All of this bellyaching makes it sound like I’m not thrilled to be pregnant….and I am! But some days are a little rough. Today, on the other hand is much better. I haven’t felt sick, the exhaustion hasn’t set in yet, and I ran this morning, which always makes me feel better. I don’t run as far or as fast or for as long. But I am grateful I can still run…for now!
I am off to take my test shortly. But first I have to work my magic with my concealer so that I don’t walk into class looking like I have an infectious case of the Chicken Pox! I’m still open to any natural acne cures anyone might know of….. I am trying to get lots of veggies, hoping that those antioxidants and vitamins will help clear my skin.
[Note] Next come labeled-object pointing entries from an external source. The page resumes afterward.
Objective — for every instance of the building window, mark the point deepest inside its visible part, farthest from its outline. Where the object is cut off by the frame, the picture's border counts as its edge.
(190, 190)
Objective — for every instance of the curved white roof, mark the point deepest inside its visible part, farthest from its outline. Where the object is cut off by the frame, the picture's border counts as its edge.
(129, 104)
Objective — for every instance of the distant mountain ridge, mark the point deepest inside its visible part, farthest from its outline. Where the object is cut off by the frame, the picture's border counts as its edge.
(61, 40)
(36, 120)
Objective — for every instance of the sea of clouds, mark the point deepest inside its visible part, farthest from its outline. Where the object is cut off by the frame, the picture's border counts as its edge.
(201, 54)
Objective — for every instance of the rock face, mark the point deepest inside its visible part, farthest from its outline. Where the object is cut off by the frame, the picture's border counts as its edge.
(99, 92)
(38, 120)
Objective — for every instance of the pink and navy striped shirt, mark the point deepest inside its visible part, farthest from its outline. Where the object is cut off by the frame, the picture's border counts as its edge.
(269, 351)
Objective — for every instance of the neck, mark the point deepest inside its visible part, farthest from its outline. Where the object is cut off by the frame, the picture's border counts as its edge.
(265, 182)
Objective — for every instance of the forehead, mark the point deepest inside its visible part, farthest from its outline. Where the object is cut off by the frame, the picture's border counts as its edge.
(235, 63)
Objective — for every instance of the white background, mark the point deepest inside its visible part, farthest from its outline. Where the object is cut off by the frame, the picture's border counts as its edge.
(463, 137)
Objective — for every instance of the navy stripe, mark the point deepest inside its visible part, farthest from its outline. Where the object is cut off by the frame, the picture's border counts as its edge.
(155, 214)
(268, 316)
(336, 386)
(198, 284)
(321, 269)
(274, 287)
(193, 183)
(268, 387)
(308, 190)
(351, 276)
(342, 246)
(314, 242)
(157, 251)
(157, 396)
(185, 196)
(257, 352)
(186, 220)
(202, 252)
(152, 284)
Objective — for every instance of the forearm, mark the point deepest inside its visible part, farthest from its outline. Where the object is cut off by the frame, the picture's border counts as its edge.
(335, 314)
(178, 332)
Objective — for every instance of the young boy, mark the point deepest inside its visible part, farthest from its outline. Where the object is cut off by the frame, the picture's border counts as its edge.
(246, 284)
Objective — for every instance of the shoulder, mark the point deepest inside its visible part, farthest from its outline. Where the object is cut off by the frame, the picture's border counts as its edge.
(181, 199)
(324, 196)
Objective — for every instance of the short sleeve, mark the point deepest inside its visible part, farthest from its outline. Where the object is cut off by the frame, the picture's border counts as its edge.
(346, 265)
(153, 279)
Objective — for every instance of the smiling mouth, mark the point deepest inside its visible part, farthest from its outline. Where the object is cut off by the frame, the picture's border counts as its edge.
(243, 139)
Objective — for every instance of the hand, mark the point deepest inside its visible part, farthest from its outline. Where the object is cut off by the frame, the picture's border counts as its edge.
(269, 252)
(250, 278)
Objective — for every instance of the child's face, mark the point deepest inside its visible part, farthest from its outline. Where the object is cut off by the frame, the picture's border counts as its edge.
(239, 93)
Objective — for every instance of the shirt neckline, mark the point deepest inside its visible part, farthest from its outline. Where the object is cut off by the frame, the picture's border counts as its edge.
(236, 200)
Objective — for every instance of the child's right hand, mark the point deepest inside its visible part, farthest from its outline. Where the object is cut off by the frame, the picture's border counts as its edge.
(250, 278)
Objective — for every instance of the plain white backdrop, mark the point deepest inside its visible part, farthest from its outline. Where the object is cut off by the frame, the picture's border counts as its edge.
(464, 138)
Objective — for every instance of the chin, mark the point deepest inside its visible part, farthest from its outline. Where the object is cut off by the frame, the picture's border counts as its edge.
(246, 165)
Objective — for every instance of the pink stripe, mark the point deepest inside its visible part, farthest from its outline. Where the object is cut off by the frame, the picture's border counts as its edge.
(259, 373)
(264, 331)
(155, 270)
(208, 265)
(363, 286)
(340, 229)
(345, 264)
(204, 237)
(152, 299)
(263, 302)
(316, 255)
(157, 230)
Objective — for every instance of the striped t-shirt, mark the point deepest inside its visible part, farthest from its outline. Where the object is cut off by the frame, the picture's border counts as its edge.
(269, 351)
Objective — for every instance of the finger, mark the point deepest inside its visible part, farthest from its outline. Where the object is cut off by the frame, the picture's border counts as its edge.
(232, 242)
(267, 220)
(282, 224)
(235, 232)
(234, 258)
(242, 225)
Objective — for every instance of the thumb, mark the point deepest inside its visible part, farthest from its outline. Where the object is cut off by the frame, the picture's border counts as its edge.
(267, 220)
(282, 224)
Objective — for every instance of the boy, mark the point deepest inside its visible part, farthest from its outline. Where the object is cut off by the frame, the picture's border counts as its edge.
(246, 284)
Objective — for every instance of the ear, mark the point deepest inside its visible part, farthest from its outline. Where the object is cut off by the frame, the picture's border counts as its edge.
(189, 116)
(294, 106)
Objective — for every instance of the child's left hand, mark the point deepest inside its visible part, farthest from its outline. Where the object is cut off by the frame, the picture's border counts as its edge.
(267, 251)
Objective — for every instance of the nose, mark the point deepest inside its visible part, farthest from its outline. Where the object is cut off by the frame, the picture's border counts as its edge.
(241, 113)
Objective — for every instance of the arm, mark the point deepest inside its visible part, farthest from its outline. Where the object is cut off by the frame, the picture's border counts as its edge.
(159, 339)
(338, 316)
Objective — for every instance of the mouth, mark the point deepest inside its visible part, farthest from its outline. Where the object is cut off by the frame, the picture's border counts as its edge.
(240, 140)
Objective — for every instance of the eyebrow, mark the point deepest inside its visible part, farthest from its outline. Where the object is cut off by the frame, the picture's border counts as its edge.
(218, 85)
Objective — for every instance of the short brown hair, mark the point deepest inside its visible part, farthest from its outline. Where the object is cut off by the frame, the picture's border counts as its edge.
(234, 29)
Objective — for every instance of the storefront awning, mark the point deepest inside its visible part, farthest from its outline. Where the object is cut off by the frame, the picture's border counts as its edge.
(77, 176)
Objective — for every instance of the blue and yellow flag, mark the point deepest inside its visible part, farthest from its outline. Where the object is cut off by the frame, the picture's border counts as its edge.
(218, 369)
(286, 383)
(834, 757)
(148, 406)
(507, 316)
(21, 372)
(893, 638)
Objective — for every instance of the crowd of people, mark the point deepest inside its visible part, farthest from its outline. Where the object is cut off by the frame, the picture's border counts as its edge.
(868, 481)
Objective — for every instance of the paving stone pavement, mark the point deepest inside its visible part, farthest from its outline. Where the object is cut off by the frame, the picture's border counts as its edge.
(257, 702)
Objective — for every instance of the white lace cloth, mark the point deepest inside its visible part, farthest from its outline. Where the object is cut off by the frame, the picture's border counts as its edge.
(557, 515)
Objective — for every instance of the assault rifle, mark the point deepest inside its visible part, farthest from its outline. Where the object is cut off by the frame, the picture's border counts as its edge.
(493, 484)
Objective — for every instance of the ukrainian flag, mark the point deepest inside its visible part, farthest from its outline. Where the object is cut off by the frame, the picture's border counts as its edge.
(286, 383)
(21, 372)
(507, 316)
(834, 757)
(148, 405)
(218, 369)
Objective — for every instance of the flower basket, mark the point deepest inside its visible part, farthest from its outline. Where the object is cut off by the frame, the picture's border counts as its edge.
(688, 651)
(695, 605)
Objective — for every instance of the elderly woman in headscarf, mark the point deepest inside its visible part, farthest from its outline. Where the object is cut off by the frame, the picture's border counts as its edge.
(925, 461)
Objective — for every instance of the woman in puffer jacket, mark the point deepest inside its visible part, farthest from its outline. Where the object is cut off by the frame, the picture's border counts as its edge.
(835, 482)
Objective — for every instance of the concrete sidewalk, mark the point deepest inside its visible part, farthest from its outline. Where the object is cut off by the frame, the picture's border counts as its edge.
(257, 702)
No luck so far, but the veggies sure are good….especially in a salad like I had for lunch.
Steamed spinach and broccoli slaw (mixed with Laughing Cow), with tomato, cucumber, artichoke, salmon, and dried cranberries. I’m ready to rock this test! Wish me luck!!
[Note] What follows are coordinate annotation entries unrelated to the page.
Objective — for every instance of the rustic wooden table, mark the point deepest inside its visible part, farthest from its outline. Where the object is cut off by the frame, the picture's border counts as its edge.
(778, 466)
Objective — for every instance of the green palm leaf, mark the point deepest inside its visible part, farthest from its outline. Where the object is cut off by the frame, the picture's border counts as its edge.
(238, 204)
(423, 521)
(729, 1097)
I remember those pregnancy days
One thing I have found helpful for acne is hydrogen peroxide – apply to the areas and look in the mirror – you can actually watch the whiteheads pop out – it helps kill the acne infection too – don’t get in your eyes though
Oh great, the ragging hormones and moodiness are something I am NOT looking forward to! And, I thought the hunger didn’t start until late in the second semester?? Yikes.
I’m glad you finished your micro. class. whenever I was given the choice to take a test later, I always chose to take it earlier, JUST to get it over with. Seriously, worth it (as long as I had been studying..).
Have a nice day Shannon!!
I love reading about all of this. I promise you will look back on it with fond memories. And yes! The 2nd trimester is the BEST! You feel cute pregnant, have tons of energy, have a more normal appetite where food still tastes amazing, start feeling the baby in a cute not annoying/painful way, etc. Too bad it doesn’t last. LOL
I hope the test went well!
I’m sorry you’ve been so emotional. It must be tough to be feeling all these things you’ve never felt before and not knowing how you’ll feel from day to day. I wish I could give you a big hug! I’m sure the hormones will level out soon. Keep smiling…or try to
I hope your test went well!
I can only imagine what your emotions are doing – your body is going through some pretty big changes. Glad Dave is being so patient!
I’m sure things will get better – be patient!
I want to show your salad to Matt – he loves Salmon!
Those hormones sound tough! Hope things even out soon
Congrats on finishing the micro class. I know it is a relief to have it done and to also know you are that much closer to your degree. And I am sure your husband is prepared for all the good and the bad that goes along with pregnancy.
Yay for being done with Micro.
I have days that I truely miss school and days that I really don’t..
I hope you aced your test! I’m so glad that you are keeping us posted on your feelings (good and bad) during your pregnancy. I find it so interesting and can’t wait to experience the same feelings on my own. Dave is the best! I think it’s so cute that he’s read the pregnancy books.
Good luck with your test!
I bet your hormones will even out soon and you’ll feel great
Hey there, I only hope one day I’ll be in your shoes! I know it sounds weird, but I’m looking forward to all of the feelings during pregnancy – good and bad!
Luckily you have such a good guy to be there for you!!
I think taking the test tonight is a good plan- why prolong it? haha.
I think it’s normal to be thrilled to be pregnant but also annoyed by all the goes along with it. I am always amused by people who claim to “LOVE” being pregnant. Really? Or do you just love that you are going to have a baby? I know I personally am not going to love being pregnant because I am definitely going to be an emotional mess. Plus, being hungry already makes me angry. Oh boy!
aw man, I hope the hormones calm down a bit! do they? oh well…it’s worth it!!